Pretraining Text Encoders with Adversarial Mixture of Training Signal Generators
This work addresses the challenge of enhancing pretraining efficiency and performance for natural language processing tasks, representing an incremental improvement over existing methods like ELECTRA.
The paper tackles the problem of improving text encoder pretraining by introducing AMOS, a framework that uses multiple auxiliary masked language models to generate varied difficulty training signals, resulting in a 1-point gain on the GLUE benchmark over ELECTRA for BERT base-sized models.

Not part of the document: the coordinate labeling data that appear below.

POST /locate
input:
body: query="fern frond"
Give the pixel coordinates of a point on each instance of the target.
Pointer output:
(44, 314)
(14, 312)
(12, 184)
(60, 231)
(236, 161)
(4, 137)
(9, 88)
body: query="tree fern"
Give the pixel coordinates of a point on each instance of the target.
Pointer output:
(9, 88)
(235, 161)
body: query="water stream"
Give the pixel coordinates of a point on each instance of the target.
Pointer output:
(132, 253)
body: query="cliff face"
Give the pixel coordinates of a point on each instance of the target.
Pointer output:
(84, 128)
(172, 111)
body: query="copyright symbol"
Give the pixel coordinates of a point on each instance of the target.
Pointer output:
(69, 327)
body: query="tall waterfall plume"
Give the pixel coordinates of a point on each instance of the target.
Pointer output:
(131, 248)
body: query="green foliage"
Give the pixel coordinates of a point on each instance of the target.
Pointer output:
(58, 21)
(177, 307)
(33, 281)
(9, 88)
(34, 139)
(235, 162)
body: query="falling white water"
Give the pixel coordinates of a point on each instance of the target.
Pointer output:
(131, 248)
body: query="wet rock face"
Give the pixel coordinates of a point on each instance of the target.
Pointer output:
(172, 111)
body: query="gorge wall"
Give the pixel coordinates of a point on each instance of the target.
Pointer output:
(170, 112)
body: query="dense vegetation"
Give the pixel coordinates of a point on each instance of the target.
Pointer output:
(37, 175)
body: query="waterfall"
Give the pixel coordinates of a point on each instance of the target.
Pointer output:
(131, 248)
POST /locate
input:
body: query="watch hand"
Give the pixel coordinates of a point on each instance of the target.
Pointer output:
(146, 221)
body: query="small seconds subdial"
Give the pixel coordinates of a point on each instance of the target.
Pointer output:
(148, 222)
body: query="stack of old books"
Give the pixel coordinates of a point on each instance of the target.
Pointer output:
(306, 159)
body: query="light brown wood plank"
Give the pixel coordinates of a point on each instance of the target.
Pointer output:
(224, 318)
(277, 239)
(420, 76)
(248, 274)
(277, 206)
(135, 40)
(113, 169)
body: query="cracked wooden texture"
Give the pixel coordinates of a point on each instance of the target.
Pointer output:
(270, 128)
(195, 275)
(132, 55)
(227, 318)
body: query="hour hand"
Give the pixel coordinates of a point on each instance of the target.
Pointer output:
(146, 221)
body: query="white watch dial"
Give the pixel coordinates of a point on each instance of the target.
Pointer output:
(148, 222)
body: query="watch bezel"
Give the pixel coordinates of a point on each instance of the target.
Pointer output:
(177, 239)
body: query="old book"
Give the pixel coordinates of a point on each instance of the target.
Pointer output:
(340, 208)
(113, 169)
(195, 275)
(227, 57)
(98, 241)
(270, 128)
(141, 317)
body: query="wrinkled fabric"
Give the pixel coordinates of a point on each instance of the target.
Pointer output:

We present a new framework AMOS that pretrains text encoders with an Adversarial learning curriculum via a Mixture Of Signals from multiple auxiliary generators. Following ELECTRA-style pretraining, the main encoder is trained as a discriminator to detect replaced tokens generated by auxiliary masked language models (MLMs). Different from ELECTRA which trains one MLM as the generator, we jointly train multiple MLMs of different sizes to provide training signals at various levels of difficulty. To push the discriminator to learn better with challenging replaced tokens, we learn mixture weights over the auxiliary MLMs' outputs to maximize the discriminator loss by backpropagating the gradient from the discriminator via Gumbel-Softmax. For better pretraining efficiency, we propose a way to assemble multiple MLMs into one unified auxiliary model. AMOS outperforms ELECTRA and recent state-of-the-art pretrained models by about 1 point on the GLUE benchmark for BERT base-sized models.